Sagging Engine Mounts on TSIO-550E
(LIVP)
"When I first saw her, she was beautiful. Now,
after two wonderful years together, I've noticed that she's sagging up
front, not quite as perky. I've decided to send her to an expert
to get them lifted a bit, get her back into a more youthful
look."
Now that I've gotten your attention....
When I receive my fast build TSIO-550E from Lancair, it was
mounted on my engine mount ready for install. After install, I
adjusted the cowling to fit the spinner position in X-Y-Z. All
seemed perfect. After two years and 160 hours, I have seen the
engine sag and the spinner's top edge drop ~0.5 inches below the
previous perfectly aligned edge of the cowling up front. Others
have noticed this, including my HPAT instructors, and say this is very
common.
During my annual (these last two weeks), I could see the engine
mounts' vibrator isolators up front sagging, a bit distorted,
compressed from the weight. Clearly, the weight on these mounts
and their brief aging have caused this. I understand that other
aircraft using this engine and these quality isolators have gone to
six contact point engine mounts to carry the load better, reduce the
sagging. I've spoken to Lancair (Ross) who also said this was
common, and agreed with my plan to add engine mount washers to the
engine side of the virator isolator. I plan to add three washers
on the engine side, each 1/8th inch thick, to the front mounts.
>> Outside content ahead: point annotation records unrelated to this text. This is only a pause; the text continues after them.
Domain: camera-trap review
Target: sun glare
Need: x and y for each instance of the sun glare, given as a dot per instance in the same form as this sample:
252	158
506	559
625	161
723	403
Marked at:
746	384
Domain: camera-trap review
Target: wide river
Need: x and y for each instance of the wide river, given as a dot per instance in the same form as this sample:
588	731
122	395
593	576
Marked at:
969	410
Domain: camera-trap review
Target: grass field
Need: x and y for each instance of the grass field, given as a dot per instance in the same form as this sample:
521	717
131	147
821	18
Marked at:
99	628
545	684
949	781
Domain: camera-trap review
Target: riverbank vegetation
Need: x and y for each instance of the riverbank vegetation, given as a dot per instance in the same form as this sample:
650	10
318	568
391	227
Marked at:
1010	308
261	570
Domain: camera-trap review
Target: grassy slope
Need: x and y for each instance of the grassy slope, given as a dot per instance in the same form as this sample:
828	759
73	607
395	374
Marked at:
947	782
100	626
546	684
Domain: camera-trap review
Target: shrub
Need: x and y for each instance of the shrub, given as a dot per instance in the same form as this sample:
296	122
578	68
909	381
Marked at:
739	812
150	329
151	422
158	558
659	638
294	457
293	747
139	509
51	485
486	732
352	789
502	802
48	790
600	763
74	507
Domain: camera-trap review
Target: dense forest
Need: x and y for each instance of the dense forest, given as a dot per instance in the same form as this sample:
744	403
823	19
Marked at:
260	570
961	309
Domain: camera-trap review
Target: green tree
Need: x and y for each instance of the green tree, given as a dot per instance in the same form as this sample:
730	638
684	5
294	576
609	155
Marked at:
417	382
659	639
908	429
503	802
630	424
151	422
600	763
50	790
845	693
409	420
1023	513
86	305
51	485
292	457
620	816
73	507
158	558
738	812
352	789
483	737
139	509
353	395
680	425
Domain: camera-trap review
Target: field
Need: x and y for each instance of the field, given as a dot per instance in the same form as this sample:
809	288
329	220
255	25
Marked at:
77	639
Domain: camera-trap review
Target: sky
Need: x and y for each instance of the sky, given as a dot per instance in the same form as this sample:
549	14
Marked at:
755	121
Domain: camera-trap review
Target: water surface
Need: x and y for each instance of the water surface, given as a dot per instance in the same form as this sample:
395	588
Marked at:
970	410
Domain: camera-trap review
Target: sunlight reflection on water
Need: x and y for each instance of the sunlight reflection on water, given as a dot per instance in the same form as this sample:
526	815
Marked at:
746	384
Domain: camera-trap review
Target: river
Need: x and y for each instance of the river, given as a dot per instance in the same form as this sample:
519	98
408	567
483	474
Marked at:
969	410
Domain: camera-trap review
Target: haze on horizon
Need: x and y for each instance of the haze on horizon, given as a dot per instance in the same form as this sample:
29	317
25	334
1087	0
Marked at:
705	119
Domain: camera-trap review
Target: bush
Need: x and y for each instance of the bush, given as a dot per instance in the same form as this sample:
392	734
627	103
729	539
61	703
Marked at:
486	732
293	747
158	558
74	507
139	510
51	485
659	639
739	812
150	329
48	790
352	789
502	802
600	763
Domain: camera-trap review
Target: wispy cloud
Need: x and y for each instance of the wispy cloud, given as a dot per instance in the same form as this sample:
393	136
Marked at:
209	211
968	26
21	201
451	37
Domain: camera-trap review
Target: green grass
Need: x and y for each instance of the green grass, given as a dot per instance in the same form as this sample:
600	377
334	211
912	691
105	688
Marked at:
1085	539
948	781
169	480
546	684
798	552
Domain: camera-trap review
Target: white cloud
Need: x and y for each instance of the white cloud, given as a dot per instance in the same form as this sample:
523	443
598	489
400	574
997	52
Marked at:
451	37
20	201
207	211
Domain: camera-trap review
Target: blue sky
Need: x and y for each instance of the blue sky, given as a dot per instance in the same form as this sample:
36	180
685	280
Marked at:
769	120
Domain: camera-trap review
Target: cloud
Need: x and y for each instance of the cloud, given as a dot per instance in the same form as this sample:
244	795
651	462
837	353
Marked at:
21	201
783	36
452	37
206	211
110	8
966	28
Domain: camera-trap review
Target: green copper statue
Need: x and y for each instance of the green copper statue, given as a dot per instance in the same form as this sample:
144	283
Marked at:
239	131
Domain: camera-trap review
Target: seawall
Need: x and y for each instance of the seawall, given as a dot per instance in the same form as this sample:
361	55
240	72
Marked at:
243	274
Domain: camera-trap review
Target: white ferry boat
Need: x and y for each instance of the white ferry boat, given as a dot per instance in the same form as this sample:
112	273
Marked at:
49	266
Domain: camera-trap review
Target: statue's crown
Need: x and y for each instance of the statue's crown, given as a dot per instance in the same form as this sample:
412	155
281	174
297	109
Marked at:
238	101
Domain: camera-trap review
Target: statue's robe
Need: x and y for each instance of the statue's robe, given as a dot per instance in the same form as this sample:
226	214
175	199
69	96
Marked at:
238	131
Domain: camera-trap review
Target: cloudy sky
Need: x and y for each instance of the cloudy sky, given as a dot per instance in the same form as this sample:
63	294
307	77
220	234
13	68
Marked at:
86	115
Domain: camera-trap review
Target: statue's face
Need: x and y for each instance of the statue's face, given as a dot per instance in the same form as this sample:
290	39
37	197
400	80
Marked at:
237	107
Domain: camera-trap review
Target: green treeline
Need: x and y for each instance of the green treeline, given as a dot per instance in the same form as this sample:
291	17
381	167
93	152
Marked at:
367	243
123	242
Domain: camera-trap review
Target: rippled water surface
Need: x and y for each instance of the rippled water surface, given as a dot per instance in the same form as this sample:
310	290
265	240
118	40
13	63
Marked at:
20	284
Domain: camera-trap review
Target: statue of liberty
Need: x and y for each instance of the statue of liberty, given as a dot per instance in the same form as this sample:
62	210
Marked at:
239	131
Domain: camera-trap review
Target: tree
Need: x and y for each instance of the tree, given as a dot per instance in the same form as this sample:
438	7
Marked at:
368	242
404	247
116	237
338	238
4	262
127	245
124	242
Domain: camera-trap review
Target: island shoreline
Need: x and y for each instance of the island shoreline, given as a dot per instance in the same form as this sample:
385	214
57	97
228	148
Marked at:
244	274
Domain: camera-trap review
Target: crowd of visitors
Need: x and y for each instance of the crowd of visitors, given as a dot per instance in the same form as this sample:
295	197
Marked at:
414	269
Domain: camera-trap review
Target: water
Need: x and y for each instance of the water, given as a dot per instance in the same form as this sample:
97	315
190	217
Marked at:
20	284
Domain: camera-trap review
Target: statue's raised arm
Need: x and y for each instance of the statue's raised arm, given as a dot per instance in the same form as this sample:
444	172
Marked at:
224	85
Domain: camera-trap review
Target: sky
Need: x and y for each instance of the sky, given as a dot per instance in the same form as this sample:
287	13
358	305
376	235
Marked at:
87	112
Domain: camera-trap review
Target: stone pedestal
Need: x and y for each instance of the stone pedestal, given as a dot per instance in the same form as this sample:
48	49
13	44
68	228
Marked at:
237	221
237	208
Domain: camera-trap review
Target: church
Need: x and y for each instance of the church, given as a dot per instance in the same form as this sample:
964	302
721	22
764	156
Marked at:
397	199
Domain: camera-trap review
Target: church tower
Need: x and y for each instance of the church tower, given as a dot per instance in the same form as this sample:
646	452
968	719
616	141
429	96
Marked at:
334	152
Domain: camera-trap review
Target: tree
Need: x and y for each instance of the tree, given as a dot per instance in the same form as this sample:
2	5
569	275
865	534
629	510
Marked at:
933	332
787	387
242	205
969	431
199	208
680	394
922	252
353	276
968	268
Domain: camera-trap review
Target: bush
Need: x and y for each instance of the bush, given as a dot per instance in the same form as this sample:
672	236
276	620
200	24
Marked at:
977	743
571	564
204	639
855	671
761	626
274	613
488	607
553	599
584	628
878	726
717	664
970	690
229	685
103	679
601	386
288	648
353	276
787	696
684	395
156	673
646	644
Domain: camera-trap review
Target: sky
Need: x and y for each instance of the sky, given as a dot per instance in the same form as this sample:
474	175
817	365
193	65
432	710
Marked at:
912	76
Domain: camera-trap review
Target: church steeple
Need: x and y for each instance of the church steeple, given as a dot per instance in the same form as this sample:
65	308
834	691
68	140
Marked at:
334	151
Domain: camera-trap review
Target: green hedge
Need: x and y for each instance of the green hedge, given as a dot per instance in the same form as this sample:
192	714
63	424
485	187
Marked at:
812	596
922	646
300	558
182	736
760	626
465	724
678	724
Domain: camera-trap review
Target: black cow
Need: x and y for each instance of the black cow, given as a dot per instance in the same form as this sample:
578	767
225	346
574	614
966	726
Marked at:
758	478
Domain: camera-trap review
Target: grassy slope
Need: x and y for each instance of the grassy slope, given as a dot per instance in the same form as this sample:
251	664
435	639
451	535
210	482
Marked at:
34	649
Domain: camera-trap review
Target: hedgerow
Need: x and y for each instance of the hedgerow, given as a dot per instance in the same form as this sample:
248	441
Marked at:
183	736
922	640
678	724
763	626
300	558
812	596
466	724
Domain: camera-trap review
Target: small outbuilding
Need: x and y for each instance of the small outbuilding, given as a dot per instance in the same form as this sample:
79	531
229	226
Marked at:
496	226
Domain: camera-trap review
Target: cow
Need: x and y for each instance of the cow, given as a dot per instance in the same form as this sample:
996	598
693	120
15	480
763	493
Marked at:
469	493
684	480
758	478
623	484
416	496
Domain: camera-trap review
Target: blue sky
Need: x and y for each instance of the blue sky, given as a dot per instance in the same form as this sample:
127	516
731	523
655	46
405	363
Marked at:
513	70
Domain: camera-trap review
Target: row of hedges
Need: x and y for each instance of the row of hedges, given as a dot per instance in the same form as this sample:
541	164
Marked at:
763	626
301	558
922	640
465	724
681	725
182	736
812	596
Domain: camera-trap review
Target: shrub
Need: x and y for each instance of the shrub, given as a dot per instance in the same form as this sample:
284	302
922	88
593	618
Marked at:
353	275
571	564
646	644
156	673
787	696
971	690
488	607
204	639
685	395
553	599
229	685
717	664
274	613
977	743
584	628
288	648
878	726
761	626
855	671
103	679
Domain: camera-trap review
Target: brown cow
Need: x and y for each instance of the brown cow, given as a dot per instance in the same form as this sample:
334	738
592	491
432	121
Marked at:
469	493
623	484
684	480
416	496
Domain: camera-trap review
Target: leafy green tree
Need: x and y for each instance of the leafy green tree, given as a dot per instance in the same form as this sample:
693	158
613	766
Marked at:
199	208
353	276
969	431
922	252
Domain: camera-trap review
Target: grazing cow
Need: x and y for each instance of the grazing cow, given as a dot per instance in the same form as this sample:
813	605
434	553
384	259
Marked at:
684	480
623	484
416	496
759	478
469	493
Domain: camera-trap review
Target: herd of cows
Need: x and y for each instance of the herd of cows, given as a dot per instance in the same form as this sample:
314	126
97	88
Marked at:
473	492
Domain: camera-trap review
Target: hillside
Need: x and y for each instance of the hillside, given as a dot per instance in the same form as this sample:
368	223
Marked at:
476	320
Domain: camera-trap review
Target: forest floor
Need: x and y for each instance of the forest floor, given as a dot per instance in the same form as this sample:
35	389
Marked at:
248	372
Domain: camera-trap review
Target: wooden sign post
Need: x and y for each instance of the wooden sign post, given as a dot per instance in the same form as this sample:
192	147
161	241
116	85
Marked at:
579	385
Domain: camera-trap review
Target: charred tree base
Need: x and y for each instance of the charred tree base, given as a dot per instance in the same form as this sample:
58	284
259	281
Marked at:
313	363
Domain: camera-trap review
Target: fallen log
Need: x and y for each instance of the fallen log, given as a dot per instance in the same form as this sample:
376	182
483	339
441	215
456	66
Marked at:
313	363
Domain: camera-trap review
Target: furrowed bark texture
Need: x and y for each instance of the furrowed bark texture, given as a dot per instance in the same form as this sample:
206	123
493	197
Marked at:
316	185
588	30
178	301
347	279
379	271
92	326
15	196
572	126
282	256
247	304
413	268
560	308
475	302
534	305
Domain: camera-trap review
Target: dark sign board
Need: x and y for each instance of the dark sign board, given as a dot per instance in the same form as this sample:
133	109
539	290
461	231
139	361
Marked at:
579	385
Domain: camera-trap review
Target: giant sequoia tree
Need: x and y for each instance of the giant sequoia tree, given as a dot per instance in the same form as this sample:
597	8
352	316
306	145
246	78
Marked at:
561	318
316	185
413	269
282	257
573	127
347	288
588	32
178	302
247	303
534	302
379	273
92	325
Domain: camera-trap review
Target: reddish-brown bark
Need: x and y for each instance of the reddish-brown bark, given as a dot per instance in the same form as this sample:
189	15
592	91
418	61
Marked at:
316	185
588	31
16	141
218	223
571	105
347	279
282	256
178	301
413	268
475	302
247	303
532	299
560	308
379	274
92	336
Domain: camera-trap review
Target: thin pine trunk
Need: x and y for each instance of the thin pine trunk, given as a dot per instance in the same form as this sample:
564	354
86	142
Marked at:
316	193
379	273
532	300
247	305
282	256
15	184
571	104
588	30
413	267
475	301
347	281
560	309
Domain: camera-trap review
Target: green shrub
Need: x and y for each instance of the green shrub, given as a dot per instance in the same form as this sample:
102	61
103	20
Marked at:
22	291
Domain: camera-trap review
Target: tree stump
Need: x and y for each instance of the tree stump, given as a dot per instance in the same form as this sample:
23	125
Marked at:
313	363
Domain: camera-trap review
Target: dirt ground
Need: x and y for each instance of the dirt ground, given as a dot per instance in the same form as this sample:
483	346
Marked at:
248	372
The bolts (7/16th, 20-thread) will need to be lengthend. Torque
is standard 450-500 inch-pounds.
As a footnote, the current bolts do not reach fully into the
engine side mount. The aluminum threads with its helicoil is
plainly visible if one looks into the threads from behind. Ross says
this is normal, and none fill the thread side of the mount. I
will be sure to have a bit more helicoil engagment with the new
bolts.
If others have experienced this, please share your
thoughts.
The archives don't have much about engine mount sagging.
Here's some related advice from 2003 for an LNC2:
Nah! You're torqeing down on the steel sleeve
that slips over the bolts
inside the rubber donuts, not the rubber directly. When that's tight -
steel
washers on the outside of the rubber donuts against the steel sleeve,
the
rubber is compressed the required amount - bolt torque has little to
do with
it, unless you deform the sleeve. The mounts and bolts I used (don't
know
about others) required the use of a cotter pin so an exact torque is
moot
anyway since you need to align the castle nut slot with the hole in
the
bolt.
Incidentally, if you're still in the building process, put a washer or
two
on the top engine mount bolts and then align the spinner and cowl.
When the
inevitable droop occurs, you can then remove washers as required to
line
things up
again.
Just sharing an observation and plan.